ZFS snapshots to and from S3

Saving and Restoring ZFS Snapshots to and from Amazon S3

by Sean O'Dell

We can use ZFS snapshots to save and restore filesystems from one Solaris EC2 instance to another. This functionality is very useful, for example, for saving user home directories, web server documents, MySQL databases, etc., terminating a EC2 instance, and then restoring these filesystems on a new EC2 instance created at a later date.

Amazon Simple Storage Service (S3) provides a simple web services interface that can be used to store and retrieve any amount of data, at any time, from anywhere on the web.
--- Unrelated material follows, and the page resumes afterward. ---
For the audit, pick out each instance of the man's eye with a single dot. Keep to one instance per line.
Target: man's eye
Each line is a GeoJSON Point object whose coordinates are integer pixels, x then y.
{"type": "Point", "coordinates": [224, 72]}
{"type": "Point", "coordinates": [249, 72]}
It gives any developer access to the same highly scalable, reliable, fast, inexpensive data storage infrastructure that Amazon uses to run its own global network of web sites.

Getting Started

In our example, we use the second EC2 ephemeral storage device, c0d1p0 (c4d1p0 for OpenSolaris 2008.05, c3d0s0 for OpenSolaris 2008.11), to create a ZFS pool. We create filesystems within this pool for data that we want to restore for each new EC2 instance, and then save and restore the data using S3.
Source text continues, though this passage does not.